Today was another great day in Peru! We got an early start, we had to get all packed up, showered, and breakfasted by 8:00 when Luis picked us up. We were so impressed by the Hilton Garden Inn and were sad to leave. 

Our first stop with Luis was the same church we visited yesterday with panoramic views of Cusco. The Plaza de Armas is exquisite from above. We also drove a little longer to see a really beautiful landscape view. Parents were in a rush to get their kids to school. We’ve seen this same scene in several countries (including our own). It’s nice to see such a collective human experience in the morning rush. 



Our next stop was Q'enco Inca, a labyrinth used by the Incas for astrology, alter worship, and mummification. This was a fascinating location - interestingly, multiple ancient cultures used mummification as a way to worship and preserve their dead. The Spaniards “disappeared” all of the mummies during their conquest, so there aren’t any remaining. The Spaniards also replaced several worship practices with their own Christian practices as a way to convert the Incas (i.e. the Incas did a parade of mummies to worship their dead and the Spaniards replaced that with a parade of saints). The conquests really just make me angry for how much culture they stole from the world due to their own greed. 






We then started driving towards the Sacred Valley. We stopped for coffee at a gorgeous panoramic view of the river and a valley where they grow corn. Different valleys are used for different crops, but their main crops are quinoa, corn, potatoes, and beans. Coffee with a view is not a bad way to spend some time in the morning. And the altitude has definitely been making us tired, so we were grateful for a pick-me-up. 

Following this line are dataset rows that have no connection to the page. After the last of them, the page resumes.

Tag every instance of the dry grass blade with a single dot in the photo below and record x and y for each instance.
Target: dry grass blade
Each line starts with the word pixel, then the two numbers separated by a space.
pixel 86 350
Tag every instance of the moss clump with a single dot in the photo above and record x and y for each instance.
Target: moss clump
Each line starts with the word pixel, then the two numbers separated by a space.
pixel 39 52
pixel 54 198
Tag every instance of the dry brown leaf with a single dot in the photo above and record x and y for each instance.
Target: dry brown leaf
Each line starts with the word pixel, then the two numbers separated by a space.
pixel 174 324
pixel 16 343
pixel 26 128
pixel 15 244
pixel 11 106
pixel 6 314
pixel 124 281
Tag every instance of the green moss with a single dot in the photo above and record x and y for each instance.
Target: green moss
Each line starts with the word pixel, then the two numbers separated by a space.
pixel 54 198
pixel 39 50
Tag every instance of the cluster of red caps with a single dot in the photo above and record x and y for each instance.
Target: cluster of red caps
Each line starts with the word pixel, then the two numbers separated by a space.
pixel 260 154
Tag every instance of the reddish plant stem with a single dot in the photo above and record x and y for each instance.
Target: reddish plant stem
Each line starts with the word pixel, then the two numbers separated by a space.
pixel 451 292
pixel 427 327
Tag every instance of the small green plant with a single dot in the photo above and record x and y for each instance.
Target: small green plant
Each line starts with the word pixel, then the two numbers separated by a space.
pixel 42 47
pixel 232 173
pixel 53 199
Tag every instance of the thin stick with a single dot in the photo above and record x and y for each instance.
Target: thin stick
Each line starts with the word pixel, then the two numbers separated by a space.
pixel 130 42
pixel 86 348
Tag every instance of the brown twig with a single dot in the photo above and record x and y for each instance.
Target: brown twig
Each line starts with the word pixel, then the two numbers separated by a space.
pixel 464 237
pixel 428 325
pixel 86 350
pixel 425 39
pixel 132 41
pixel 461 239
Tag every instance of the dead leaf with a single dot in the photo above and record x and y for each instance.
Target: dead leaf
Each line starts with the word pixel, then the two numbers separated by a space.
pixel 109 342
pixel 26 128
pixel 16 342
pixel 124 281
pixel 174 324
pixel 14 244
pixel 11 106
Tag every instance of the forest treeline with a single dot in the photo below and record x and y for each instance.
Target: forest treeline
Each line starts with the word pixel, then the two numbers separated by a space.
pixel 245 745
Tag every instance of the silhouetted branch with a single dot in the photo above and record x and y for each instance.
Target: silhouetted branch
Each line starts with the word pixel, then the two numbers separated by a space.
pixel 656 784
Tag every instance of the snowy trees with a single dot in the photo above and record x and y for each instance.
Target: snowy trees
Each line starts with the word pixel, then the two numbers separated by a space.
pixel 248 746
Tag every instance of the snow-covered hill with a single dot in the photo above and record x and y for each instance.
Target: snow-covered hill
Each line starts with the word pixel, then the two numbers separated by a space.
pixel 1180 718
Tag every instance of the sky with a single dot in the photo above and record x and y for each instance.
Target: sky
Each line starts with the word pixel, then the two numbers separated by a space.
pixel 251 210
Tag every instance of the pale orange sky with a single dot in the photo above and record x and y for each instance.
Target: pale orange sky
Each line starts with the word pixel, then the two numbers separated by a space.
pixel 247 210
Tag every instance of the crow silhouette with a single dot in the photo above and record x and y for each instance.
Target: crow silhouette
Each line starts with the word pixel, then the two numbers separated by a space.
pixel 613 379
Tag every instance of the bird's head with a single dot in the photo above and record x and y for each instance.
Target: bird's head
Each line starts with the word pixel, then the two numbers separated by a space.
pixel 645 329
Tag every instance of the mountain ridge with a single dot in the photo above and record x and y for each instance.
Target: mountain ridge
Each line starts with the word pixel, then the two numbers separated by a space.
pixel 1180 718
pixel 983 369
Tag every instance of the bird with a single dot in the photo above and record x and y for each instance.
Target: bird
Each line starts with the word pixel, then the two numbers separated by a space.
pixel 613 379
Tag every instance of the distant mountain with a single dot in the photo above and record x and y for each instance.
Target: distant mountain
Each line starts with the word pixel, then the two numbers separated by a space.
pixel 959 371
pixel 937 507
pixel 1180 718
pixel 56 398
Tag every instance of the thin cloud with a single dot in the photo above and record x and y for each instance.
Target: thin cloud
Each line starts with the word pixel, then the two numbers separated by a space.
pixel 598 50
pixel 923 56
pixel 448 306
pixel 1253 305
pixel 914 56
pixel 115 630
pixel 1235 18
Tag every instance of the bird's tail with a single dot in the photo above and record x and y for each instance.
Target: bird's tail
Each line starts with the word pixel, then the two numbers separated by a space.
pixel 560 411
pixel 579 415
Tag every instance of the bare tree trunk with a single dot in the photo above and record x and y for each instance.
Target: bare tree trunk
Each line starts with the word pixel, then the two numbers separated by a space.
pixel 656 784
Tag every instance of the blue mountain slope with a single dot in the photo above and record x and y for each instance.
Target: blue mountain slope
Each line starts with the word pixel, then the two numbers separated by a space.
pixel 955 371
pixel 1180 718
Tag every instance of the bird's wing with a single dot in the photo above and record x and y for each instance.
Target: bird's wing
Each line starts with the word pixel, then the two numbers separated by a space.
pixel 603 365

Our next stop was Pisaq. This was used for agriculture to grow crops in the mountains. The Incas were incredibly smart to develop the technology to grow crops on mountains and at higher altitudes. They also had a guard tower and places for the workers to live. We walked all over the mountain, which was challenging at altitude - we took it slow and took breaks. Our legs were strong enough, but our heart rates spiked way faster than normal. Fortunately, with breaks, we were able to bring our heart rates down pretty quickly and continue up the mountain. Altitude is no joke. Side note - we are taking prescription acetazolamide to help with altitude sickness. I have experienced super mild side effects (random toe tingling), but Eric has near-constant foot tingles. Overall, we both feel it’s worth it to avoid altitude sickness, which aside from general fatigue, we have not experienced. 













We also saw the most extensive Inca cemetery, which would have housed over 5,000 mummies in holes in the mountain. Unfortunately, these were also “disappeared” by the Spaniards. The thought of an eternal viewing makes me very uncomfortable - I really dislike seeing mummies in museums. However, I do think that the technology used to bury the dead is interesting and helps us learn about ancient civilizations. Unfortunately, we aren’t able to learn more about this. 


Inca steps



After Pisaq we headed towards Ollantaytambo with a stop at an Inca Museum to see what an ancient statue would have looked like. We also stopped en route by a local house. Here we played Juego de Sapo (kind of like the Peruvian version of cornhole) and saw a traditional kitchen, including the Guinea pigs this family was raising to sell or eat. 






When we arrived at Ollantaytambo we stopped for lunch at a local restaurant. Eric tried alpaca, while I ate trout. They were both delicious. After lunch, we walked through town. Ollantaytambo is still very much an Inca town. Although the roads have been rebuilt, they are designed after the ancient roads the Incas would have used. The buildings and houses are also modeled after their designs. The town square, however, is distinctively Spanish. Nearly every city in their conquered territory had a town square. Most had a church, however, Ollantaytambo's church is a few blocks away. 

We walked through the town and saw the canals that serve as water drains next to the roads. It was fascinating. We ended up hiking to some granaries. The mountains around here are very windy, so it was a great place to dry grain. The hike was pretty brutal, but the views were worth it. 









After the granary, we stopped by a local hotel to enjoy their peaceful courtyard. It was a great place to spend a few minutes. Luis then walked us to our hotel, where we checked in and then went exploring on our own. There wasn’t a lot to do, but we enjoyed the walk and stopped at a local place to get empanadas and hot chocolate for dinner. The hot chocolate was amazing - not too sweet, but extremely decadent and rich. After dinner, we returned to our hotel and called it a night!